Otsuka scores EU schizophrenia approval, but acute myeloid leukaemia drug flops at Phase 3

pharmafile | August 1, 2018 | News story | Research and Development, Sales and Marketing Astex, Otsuka, Rxulti, guadecitabine, pharma, schizophrenia 

It’s bittersweet news for Otsuka as it emerges that the European Commission saw fit to approve its therapy Rxulti (brexpiprazole) for the treatment of schizophrenia in adults, but its subsidiary’s investigational treatment guadecitabine failed to achieve its co-primary endpoint in treatment-naïve acute myeloid leukaemia (AML) patients.

The second-generation (atypical) oral antipsychotic drug, developed in partnership with Lundbeck, was approved on the back of a positive recommendation from the Committee for Medicinal Products for Human Use (CHMP) back in May. The two companies will now work with pricing and reimbursement bodies across Europe to make the drug accessible, with first availability expected in early 2019.

However, this good news was somewhat muted by guadecitabine only a day earlier. In 815 treatment-naïve AML patients who are ineligible for intensive induction chemotherapy, the drug failed to significantly prolong overall survival (OS) or improve complete response rates versus controls.

Otsuka subsidiary Astex said that secondary endpoint and safety analysis is ongoing, but the company is also focusing on late-stage trials of the drug into relapsed and refractory AML, relapsed and refractory myelodysplastic syndromes and chronic myelomonocytic leukaemia.

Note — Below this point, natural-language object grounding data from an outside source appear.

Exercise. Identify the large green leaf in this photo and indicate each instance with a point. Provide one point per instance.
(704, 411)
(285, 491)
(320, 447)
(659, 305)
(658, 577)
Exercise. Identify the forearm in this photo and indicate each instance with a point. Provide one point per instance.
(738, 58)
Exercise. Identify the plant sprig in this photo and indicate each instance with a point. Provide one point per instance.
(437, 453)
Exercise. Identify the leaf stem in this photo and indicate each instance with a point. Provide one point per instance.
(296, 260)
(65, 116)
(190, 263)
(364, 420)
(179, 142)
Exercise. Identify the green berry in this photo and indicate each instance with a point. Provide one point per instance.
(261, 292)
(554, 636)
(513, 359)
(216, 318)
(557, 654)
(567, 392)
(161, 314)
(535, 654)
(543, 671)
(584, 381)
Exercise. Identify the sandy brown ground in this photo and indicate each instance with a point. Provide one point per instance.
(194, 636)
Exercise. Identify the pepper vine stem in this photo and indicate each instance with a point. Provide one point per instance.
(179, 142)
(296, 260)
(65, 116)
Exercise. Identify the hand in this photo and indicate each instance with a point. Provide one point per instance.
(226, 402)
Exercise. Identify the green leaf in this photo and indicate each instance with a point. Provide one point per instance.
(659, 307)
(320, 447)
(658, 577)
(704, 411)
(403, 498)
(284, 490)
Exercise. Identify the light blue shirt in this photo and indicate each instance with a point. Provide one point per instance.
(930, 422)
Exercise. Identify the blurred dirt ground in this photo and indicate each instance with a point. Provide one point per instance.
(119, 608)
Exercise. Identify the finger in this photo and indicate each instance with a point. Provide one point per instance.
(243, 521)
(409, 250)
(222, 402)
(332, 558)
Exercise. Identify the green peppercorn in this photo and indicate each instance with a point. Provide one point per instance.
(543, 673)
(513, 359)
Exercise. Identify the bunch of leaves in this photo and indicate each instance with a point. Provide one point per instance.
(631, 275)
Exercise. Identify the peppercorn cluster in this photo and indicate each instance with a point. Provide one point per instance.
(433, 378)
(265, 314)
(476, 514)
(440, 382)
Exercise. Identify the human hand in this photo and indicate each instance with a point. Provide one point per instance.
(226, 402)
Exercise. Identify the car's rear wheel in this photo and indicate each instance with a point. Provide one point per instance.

“We are disappointed in the outcome of the ASTRAL-1 study. The study used very strict criteria of ineligibility to receive intensive chemotherapy based on age (over 75 years) or poor performance status (ECOG PS of 2 or 3) or comorbidities, which made it a difficult population to show superior benefit of guadecitabine,” said Mohammad Azab, Astex’s President and Chief Medical Officer.  “ASTRAL-1 is the largest global prospective study ever conducted in this specific patient population with low intensity therapy, with 815 patients randomized, of whom about 90% were treated with hypomethylating agents or HMAs (guadecitabine, azacitidine, or decitabine). The large body of clinical and genetic data will still provide the medical community with very valuable insights into the role of several prognostic clinical and genetic markers that may influence outcome with HMA treatment. We are extremely grateful to all the patients, physicians and other healthcare professionals, and partner research and manufacturing organisations who contributed to this global effort. We are now looking forward to the completion of the ASTRAL-2 and ASTRAL-3 studies currently actively recruiting in two different indications.”